Has anyone any knowledge or experience of the Fox 18" Variable Speed Scrollsaw ? 
The distributers _blurb_ is shown below and it sounds OK to me but being a complete novice with scrollsaws I do not know how much faith to put in it
javascript:emoticon(':?')



> Weighing 22.5kg this heavy duty machine is packed with features, making it ideal for the professional cabinet maker and the discerning home user. The high torque 120W motor has electronic speed control that is variable between 550 and 1600 strokes per minute offers minimal vibration levels to the user. The combination of the 45 degree tilting cast iron table and a throat depth of 18" offer excellent performance when cutting a wide range of materials up to 50mm in thickness. This scrollsaw features a directional air blower which removes dust and waste from the cutting line to give improved vision. Also the dust extractor port gives the user the option to attach a dust extractor to improve waste removal. The addition of the high-tech LED flexi-light also helps to improve visibility of the workpiece. The flexi-drive shaft runs at a speed of between 1500 and 5100rpm and fits directly into a drive socket in the electrical control unit, as well as featuring a handy storage tray for rapid access to tooling items. Included is an extensive range of accessories for drilling, sanding and polishing.



Bob








 [/img]


----------



## Gill (8 Mar 2007)

Welcome to the forum, Bob  .

It's not a saw I'm familiar with. The specifications look good but scroll saws can be funny beasts - specifications aren't necessarily a good guide to performance. You're quite right to ask if anyone has experience of a saw before you buy one because personal recommendation by a user is undoubtedly the best guide to quality.

It's not clear from pictures of the saw as to how you change blades.
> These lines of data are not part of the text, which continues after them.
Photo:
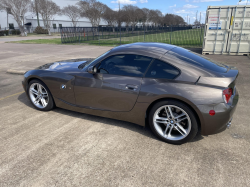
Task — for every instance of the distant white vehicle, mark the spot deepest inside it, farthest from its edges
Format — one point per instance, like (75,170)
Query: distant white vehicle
(196,27)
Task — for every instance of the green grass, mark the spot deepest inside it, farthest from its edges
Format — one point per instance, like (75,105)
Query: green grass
(184,38)
(40,41)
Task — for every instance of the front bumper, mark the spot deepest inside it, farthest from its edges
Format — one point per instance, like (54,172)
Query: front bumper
(222,118)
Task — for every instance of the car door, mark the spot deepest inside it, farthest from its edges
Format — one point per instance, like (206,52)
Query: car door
(116,84)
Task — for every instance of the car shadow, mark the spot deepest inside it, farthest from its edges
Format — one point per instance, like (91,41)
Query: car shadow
(123,124)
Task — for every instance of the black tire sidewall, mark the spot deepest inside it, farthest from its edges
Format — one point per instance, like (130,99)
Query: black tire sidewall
(51,101)
(194,125)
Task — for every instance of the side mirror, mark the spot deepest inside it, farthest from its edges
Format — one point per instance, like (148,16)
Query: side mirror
(92,70)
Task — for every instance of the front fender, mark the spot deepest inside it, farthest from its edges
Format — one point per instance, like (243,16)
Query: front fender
(54,81)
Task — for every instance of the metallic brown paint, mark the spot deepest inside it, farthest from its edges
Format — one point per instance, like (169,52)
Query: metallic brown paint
(107,95)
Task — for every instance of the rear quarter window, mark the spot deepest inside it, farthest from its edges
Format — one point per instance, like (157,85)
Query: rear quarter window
(198,60)
(162,70)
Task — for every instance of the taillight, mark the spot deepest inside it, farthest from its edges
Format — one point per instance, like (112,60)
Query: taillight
(227,93)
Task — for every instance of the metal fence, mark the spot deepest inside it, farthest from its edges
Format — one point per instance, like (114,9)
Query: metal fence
(177,35)
(30,29)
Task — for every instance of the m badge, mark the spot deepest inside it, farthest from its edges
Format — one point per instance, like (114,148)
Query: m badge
(63,86)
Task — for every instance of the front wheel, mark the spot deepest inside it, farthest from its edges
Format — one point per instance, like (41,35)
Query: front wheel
(173,122)
(40,95)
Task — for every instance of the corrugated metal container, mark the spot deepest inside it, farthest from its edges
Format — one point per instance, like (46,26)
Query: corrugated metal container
(227,30)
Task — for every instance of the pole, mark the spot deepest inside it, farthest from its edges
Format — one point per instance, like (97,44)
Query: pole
(200,18)
(120,34)
(144,33)
(170,34)
(37,16)
(7,19)
(196,18)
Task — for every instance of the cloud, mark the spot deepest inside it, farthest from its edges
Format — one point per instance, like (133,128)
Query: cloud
(189,6)
(244,3)
(183,11)
(202,1)
(173,6)
(126,2)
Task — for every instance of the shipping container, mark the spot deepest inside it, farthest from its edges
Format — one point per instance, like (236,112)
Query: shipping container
(227,30)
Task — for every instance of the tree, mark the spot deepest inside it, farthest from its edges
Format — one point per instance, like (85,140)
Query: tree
(47,9)
(73,12)
(157,17)
(93,10)
(18,9)
(172,19)
(147,15)
(131,15)
(110,16)
(196,22)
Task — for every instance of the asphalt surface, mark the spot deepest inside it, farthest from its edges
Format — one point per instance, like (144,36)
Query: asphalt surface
(65,148)
(4,39)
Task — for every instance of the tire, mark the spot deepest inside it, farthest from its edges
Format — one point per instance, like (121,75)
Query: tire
(40,100)
(169,128)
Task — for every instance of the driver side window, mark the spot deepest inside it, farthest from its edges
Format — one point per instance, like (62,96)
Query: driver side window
(125,65)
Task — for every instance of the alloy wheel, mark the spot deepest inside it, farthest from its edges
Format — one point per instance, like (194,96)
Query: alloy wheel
(172,122)
(38,95)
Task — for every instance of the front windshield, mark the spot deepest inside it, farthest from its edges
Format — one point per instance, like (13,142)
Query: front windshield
(96,59)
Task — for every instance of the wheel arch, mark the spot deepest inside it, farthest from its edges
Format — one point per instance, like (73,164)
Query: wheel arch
(189,104)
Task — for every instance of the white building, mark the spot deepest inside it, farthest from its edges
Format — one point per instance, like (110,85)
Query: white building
(31,22)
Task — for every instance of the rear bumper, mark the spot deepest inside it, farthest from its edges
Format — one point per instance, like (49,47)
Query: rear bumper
(222,118)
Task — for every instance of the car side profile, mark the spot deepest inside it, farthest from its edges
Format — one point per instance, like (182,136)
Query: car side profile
(174,90)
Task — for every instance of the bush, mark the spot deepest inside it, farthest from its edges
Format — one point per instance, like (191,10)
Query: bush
(15,32)
(40,30)
(5,32)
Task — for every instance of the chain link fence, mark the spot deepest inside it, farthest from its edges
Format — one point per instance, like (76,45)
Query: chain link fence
(186,36)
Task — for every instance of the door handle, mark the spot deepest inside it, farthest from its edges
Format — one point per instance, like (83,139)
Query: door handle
(131,87)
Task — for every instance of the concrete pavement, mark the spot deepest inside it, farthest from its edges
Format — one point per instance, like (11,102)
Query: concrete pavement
(4,39)
(65,148)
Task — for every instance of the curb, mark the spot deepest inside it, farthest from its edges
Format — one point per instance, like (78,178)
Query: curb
(16,71)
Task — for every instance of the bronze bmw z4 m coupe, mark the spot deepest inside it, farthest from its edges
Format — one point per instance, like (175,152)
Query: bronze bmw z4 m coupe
(175,91)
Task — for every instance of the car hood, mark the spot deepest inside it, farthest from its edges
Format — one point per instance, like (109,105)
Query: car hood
(71,65)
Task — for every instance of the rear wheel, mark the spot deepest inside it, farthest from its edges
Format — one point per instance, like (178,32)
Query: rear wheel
(40,95)
(173,122)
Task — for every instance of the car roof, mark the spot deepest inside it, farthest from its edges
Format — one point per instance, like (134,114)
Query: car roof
(144,47)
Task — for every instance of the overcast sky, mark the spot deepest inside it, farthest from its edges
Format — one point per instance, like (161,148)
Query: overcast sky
(180,7)
(183,8)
Even the interactive picture on the Hobbies website isn't clear. I suspect it uses some sort of lever locking system, so blade changes should be quick. Weight-wise, it's on a par with comparable Hegners so it should be heavy enough to absorb vibration. I'm a bit concerned that the machine has a flexi-drive attachment because I've heard of these sometimes causing problems. They also seem a like a bit of a gimmick and tend to be associated with under-powered saws. However, the motor is rated at 120w (which should be powerful enough) and Diamond also have flexi-drives on their saws, so it's by no means conclusive of a weakness.
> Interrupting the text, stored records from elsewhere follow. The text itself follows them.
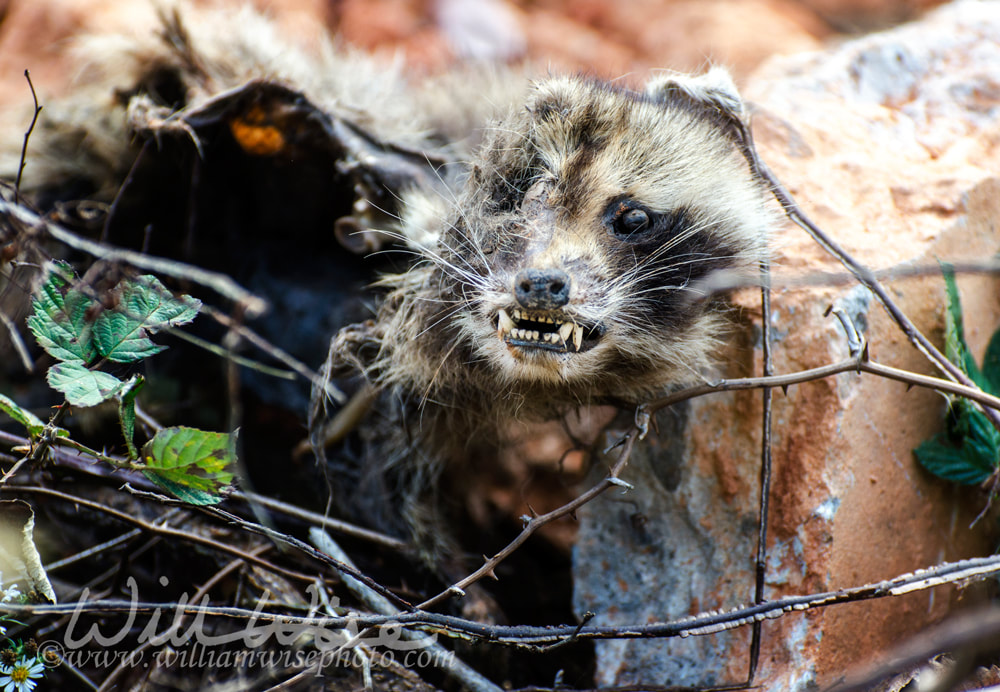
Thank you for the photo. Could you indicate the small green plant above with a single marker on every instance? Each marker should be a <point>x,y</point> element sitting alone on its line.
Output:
<point>968,451</point>
<point>84,335</point>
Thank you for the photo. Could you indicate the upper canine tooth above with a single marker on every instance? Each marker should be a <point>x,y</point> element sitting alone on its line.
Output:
<point>565,331</point>
<point>504,322</point>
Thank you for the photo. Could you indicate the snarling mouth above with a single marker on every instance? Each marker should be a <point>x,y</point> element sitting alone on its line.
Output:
<point>551,330</point>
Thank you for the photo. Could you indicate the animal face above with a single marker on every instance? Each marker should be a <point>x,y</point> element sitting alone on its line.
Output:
<point>588,226</point>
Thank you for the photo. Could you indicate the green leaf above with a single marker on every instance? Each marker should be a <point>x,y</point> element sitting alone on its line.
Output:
<point>145,306</point>
<point>956,349</point>
<point>81,386</point>
<point>192,464</point>
<point>26,418</point>
<point>184,493</point>
<point>950,463</point>
<point>991,365</point>
<point>159,308</point>
<point>122,339</point>
<point>126,411</point>
<point>60,320</point>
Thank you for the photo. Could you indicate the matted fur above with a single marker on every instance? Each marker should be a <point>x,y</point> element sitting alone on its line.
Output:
<point>581,145</point>
<point>637,198</point>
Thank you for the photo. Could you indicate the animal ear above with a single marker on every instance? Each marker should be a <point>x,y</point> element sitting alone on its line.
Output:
<point>714,90</point>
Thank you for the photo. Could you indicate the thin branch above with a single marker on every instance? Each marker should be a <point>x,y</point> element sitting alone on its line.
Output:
<point>532,635</point>
<point>868,279</point>
<point>136,654</point>
<point>535,523</point>
<point>849,365</point>
<point>760,562</point>
<point>278,354</point>
<point>468,678</point>
<point>973,633</point>
<point>163,531</point>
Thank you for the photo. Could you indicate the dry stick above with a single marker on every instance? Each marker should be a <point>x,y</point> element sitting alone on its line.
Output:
<point>760,564</point>
<point>867,278</point>
<point>452,667</point>
<point>41,446</point>
<point>163,530</point>
<point>220,283</point>
<point>531,635</point>
<point>536,522</point>
<point>79,463</point>
<point>139,652</point>
<point>321,521</point>
<point>278,354</point>
<point>278,537</point>
<point>858,364</point>
<point>27,136</point>
<point>342,568</point>
<point>973,633</point>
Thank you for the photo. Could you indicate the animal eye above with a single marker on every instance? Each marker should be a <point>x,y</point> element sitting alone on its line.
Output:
<point>627,220</point>
<point>634,221</point>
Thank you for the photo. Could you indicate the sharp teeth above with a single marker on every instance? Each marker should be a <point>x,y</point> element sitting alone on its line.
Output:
<point>504,323</point>
<point>565,331</point>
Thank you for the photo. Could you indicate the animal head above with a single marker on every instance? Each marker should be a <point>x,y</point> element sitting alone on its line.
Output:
<point>578,250</point>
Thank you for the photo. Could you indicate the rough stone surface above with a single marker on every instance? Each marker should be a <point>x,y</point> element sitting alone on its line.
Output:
<point>891,144</point>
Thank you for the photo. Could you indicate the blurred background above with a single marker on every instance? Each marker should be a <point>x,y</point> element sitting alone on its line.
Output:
<point>610,38</point>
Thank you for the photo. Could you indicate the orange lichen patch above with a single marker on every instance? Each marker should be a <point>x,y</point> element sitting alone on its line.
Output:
<point>256,134</point>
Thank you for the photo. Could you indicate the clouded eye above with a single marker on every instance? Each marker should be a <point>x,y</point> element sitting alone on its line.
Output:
<point>627,220</point>
<point>634,221</point>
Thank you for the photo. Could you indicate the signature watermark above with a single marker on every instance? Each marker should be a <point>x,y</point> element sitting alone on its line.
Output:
<point>185,638</point>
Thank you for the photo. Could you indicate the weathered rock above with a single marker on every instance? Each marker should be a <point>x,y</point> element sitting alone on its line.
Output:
<point>890,143</point>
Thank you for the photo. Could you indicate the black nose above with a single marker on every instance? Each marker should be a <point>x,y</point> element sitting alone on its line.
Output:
<point>542,289</point>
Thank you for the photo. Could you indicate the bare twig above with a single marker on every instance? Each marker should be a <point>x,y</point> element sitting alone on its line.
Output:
<point>849,365</point>
<point>532,635</point>
<point>867,278</point>
<point>163,531</point>
<point>220,283</point>
<point>535,523</point>
<point>973,633</point>
<point>467,677</point>
<point>760,563</point>
<point>27,136</point>
<point>278,354</point>
<point>18,343</point>
<point>201,593</point>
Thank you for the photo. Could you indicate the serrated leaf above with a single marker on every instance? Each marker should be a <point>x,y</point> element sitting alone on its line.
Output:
<point>195,460</point>
<point>126,411</point>
<point>145,306</point>
<point>160,308</point>
<point>184,493</point>
<point>122,339</point>
<point>59,320</point>
<point>956,348</point>
<point>26,418</point>
<point>991,364</point>
<point>948,462</point>
<point>82,387</point>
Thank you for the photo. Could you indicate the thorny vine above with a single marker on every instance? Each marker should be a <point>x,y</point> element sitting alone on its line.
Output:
<point>390,609</point>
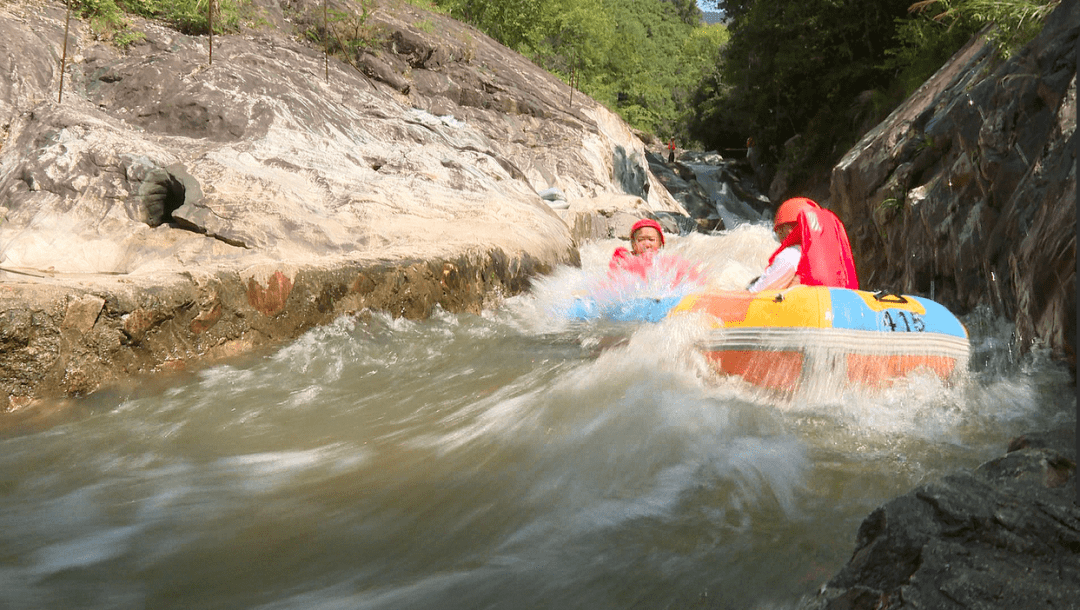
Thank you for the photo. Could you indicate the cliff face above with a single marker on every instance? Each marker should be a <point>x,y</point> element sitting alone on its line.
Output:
<point>968,190</point>
<point>172,209</point>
If someone else here has experience of a Fox, I'm sure they'll be only too happy to offer advice. However, I don't know of anyone.

Gill


----------



## Canadian Scroller (12 Mar 2007)

I agree with Gill, it is hard to make a decision based on a write up and a single picture.

Most of the features discribed are great features and it sounds like someone put a lot of thought into the design.
My concerns would be blade changing. There is no mention of pinned and pin less blades, no mention of tool less blade changes.

One of the things I would check is how easy or difficult it is to put the blade into the lower clamp. Some saws can be quite a pain in the lower area if you know what I mean.


----------



## sarc (13 Mar 2007)

Thank you for the advice to date.

The blades are plain or pin but no mention of tools needed to change them.


----------